当日は雨が心配される曇り空となったが、一歩本堂に入ると、久しぶりの再会を喜ぶ寺庭婦人たちの温かい笑顔に包まれた。はじめに、大法寺住職であり第33選挙区宗会議員でもある関谷住職を導師に、法味言上が厳粛に執り行われた。本堂でお題目を一心に唱和し、研修会の無事円満を祈念して、厳かに幕を開けた。
本年度の研修は、俳都・松山にふさわしく「俳句」をテーマとした。愛媛新聞カルチャースクール講師や福祉施設の俳句サークル講師を務める高須賀眞美子先生を講師に迎えた。高須賀先生は夏井いつき組長に師事し、俳句集団「いつき組」の組員として、広く「俳句の種蒔き活動」を行っている。講演は『俳句のあるくらし』と題して行われた。
高須賀先生は「俳句は決して難しくない。誰もが今日から俳人になれる」と優しく語りかけ、五・七・五の定型や季語の基本を丁寧に解説。さらに、先に作った日常の十二音に五音の季語を組み合わせる方法を紹介した。
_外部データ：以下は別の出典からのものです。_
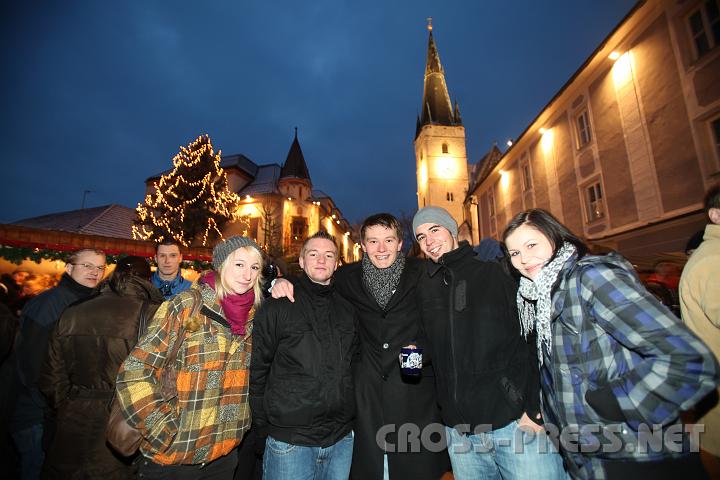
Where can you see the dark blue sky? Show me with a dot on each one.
(99, 95)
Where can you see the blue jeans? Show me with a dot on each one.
(508, 453)
(29, 446)
(283, 461)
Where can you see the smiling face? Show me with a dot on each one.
(319, 260)
(88, 269)
(168, 260)
(435, 240)
(382, 245)
(529, 250)
(241, 271)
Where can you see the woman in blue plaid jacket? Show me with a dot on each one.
(616, 366)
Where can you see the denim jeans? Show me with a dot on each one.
(285, 461)
(30, 449)
(506, 452)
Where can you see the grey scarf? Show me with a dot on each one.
(537, 316)
(382, 282)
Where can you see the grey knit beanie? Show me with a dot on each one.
(436, 215)
(223, 249)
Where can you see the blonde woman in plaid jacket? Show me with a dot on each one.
(195, 434)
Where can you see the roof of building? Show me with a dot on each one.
(241, 162)
(437, 109)
(107, 221)
(295, 166)
(265, 181)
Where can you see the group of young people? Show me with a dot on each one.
(551, 363)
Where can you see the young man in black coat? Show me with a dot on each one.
(486, 372)
(83, 271)
(383, 289)
(301, 389)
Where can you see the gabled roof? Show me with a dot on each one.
(437, 109)
(265, 181)
(241, 162)
(107, 221)
(295, 166)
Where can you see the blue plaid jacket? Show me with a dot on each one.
(610, 333)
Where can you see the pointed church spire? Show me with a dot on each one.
(436, 107)
(295, 165)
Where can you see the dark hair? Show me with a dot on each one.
(167, 242)
(712, 198)
(320, 234)
(76, 254)
(384, 219)
(549, 226)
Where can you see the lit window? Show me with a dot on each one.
(594, 202)
(582, 126)
(704, 26)
(527, 178)
(491, 211)
(715, 125)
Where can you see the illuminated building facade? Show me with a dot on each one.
(281, 205)
(626, 149)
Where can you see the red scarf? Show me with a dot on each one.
(236, 307)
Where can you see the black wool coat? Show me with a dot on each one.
(383, 395)
(86, 348)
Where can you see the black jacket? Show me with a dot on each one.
(90, 341)
(37, 321)
(486, 372)
(301, 389)
(384, 396)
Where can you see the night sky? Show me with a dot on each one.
(99, 95)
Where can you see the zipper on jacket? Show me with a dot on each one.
(451, 306)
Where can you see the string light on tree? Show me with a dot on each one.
(191, 203)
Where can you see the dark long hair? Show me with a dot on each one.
(549, 226)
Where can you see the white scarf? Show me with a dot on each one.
(535, 302)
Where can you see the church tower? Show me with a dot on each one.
(440, 156)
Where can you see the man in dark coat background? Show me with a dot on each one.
(90, 341)
(83, 271)
(383, 289)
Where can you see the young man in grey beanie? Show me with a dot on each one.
(485, 371)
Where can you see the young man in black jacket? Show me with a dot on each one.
(83, 271)
(393, 410)
(301, 388)
(486, 373)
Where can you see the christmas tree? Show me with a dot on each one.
(191, 203)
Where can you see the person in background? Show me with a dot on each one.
(90, 341)
(168, 277)
(83, 271)
(700, 309)
(614, 360)
(486, 374)
(693, 242)
(195, 434)
(301, 387)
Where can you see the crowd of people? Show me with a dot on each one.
(538, 360)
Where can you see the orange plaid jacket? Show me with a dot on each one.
(210, 414)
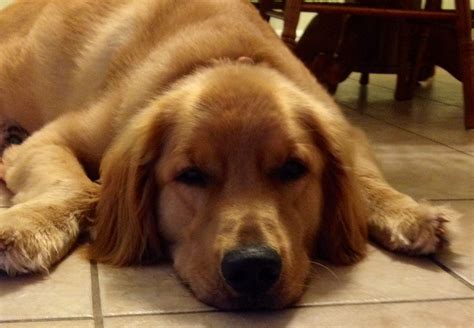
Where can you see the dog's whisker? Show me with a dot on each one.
(325, 267)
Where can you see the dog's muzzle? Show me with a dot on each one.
(251, 270)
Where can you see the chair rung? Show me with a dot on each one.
(384, 12)
(275, 14)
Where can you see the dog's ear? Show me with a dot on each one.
(126, 227)
(342, 233)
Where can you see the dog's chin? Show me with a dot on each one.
(247, 302)
(229, 301)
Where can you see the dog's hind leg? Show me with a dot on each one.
(53, 200)
(396, 221)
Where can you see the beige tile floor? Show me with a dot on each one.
(423, 150)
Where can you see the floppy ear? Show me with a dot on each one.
(126, 227)
(342, 234)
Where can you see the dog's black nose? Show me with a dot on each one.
(252, 269)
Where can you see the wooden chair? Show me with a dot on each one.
(459, 19)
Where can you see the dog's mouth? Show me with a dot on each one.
(249, 278)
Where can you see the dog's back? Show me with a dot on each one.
(58, 56)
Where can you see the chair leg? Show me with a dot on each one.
(263, 7)
(466, 60)
(404, 89)
(291, 18)
(364, 78)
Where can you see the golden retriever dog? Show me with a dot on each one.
(186, 130)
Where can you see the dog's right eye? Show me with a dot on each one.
(193, 177)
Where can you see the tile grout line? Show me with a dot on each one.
(296, 307)
(452, 273)
(408, 131)
(53, 319)
(96, 300)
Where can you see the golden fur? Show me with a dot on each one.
(138, 91)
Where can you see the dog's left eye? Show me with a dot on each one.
(193, 176)
(290, 171)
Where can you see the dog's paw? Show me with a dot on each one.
(20, 252)
(416, 230)
(30, 244)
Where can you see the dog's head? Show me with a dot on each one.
(241, 178)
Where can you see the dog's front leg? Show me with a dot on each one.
(53, 200)
(396, 221)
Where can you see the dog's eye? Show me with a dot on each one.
(193, 177)
(290, 171)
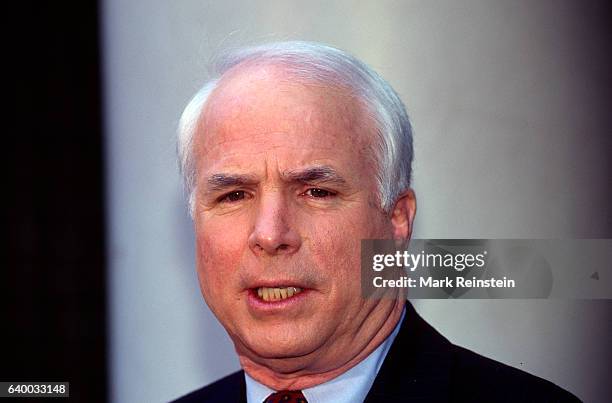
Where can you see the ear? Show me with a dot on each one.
(402, 215)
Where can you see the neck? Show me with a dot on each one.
(296, 373)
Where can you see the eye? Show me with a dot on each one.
(234, 196)
(319, 193)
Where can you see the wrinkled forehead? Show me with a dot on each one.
(265, 98)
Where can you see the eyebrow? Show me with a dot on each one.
(223, 181)
(318, 174)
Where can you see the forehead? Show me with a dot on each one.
(262, 108)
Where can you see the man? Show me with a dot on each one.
(291, 155)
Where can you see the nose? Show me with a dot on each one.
(273, 230)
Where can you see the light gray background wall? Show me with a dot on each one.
(507, 99)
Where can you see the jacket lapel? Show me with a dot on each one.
(417, 366)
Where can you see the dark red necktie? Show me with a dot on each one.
(286, 396)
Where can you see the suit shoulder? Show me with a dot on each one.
(229, 389)
(481, 378)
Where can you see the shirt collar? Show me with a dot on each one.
(351, 386)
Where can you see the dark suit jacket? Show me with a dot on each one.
(422, 366)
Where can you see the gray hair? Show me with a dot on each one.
(310, 62)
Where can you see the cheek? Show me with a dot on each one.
(218, 255)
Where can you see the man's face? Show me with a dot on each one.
(286, 190)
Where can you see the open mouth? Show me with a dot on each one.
(277, 293)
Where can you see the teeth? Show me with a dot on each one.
(277, 293)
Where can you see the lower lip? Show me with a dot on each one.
(271, 306)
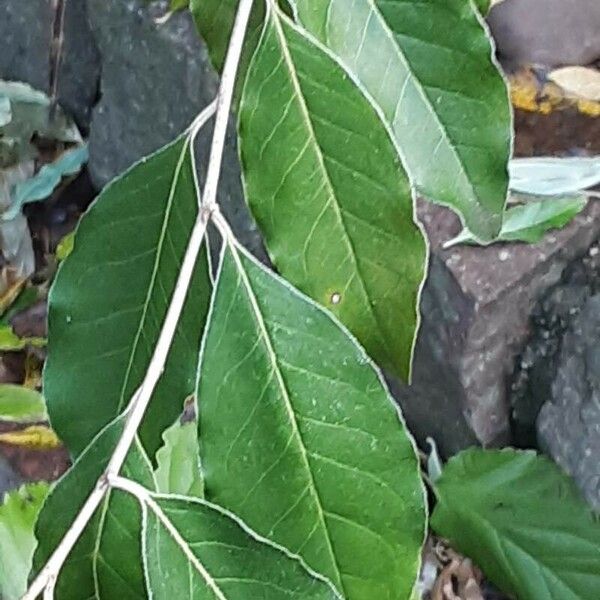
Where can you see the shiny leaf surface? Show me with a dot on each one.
(300, 438)
(110, 296)
(327, 189)
(429, 67)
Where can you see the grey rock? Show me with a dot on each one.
(537, 365)
(548, 32)
(156, 77)
(25, 42)
(475, 322)
(569, 422)
(9, 480)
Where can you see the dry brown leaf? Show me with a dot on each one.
(581, 82)
(459, 579)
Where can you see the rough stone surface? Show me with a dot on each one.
(536, 368)
(8, 478)
(559, 373)
(548, 32)
(569, 423)
(476, 308)
(25, 40)
(156, 77)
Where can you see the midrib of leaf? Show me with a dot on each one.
(391, 36)
(264, 334)
(146, 503)
(96, 555)
(275, 18)
(154, 275)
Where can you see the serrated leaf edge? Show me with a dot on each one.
(146, 499)
(231, 243)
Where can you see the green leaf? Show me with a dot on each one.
(65, 246)
(483, 6)
(18, 514)
(325, 184)
(429, 67)
(529, 222)
(522, 520)
(105, 562)
(550, 176)
(11, 342)
(178, 470)
(178, 4)
(110, 297)
(5, 112)
(196, 550)
(43, 183)
(300, 438)
(20, 404)
(214, 20)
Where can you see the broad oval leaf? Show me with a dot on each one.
(529, 222)
(18, 513)
(522, 520)
(105, 563)
(195, 550)
(110, 296)
(300, 438)
(429, 67)
(326, 187)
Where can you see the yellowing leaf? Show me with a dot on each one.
(35, 437)
(582, 82)
(10, 341)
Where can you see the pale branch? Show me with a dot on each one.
(45, 581)
(147, 502)
(224, 99)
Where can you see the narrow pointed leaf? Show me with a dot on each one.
(178, 470)
(110, 298)
(529, 222)
(105, 563)
(523, 521)
(300, 438)
(551, 176)
(429, 67)
(18, 514)
(325, 184)
(212, 556)
(483, 6)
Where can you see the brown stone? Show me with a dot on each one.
(476, 308)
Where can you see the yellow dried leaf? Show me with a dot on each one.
(582, 82)
(36, 437)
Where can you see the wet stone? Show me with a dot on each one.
(548, 32)
(156, 77)
(25, 42)
(476, 311)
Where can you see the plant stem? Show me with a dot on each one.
(224, 99)
(140, 400)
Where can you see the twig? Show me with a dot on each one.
(141, 399)
(56, 49)
(224, 99)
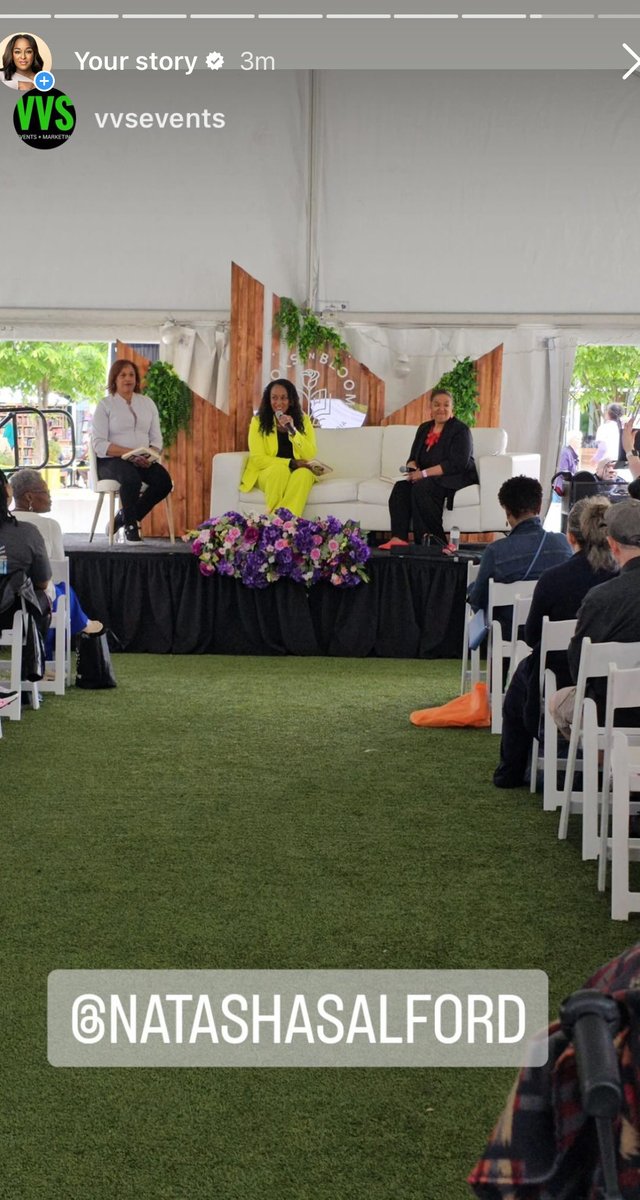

これは「取り合わせの型」と呼ばれ、初心者でも簡単に作句できるコツだという。
今回は実際の作句こそ行わなかったが、参加者たちは配布された季節ごとの「五音の季語集」を熱心に見つめ、高須賀先生の温かく軽妙な語り口に引き込まれていた。参加者は、お寺の豊かな四季や日々の檀信徒との対話など、何気ない日常の一コマを俳句の題材に昇華させるプロの着眼点に深い感銘を受けた。そして、手元のノートに熱心にメモを走らせていた。
雨の心配を吹き飛ばすような温かい拍手と笑顔に包まれた本研修会は、お寺を守る女性としての感性を研ぎ澄ます実り多き一日となった。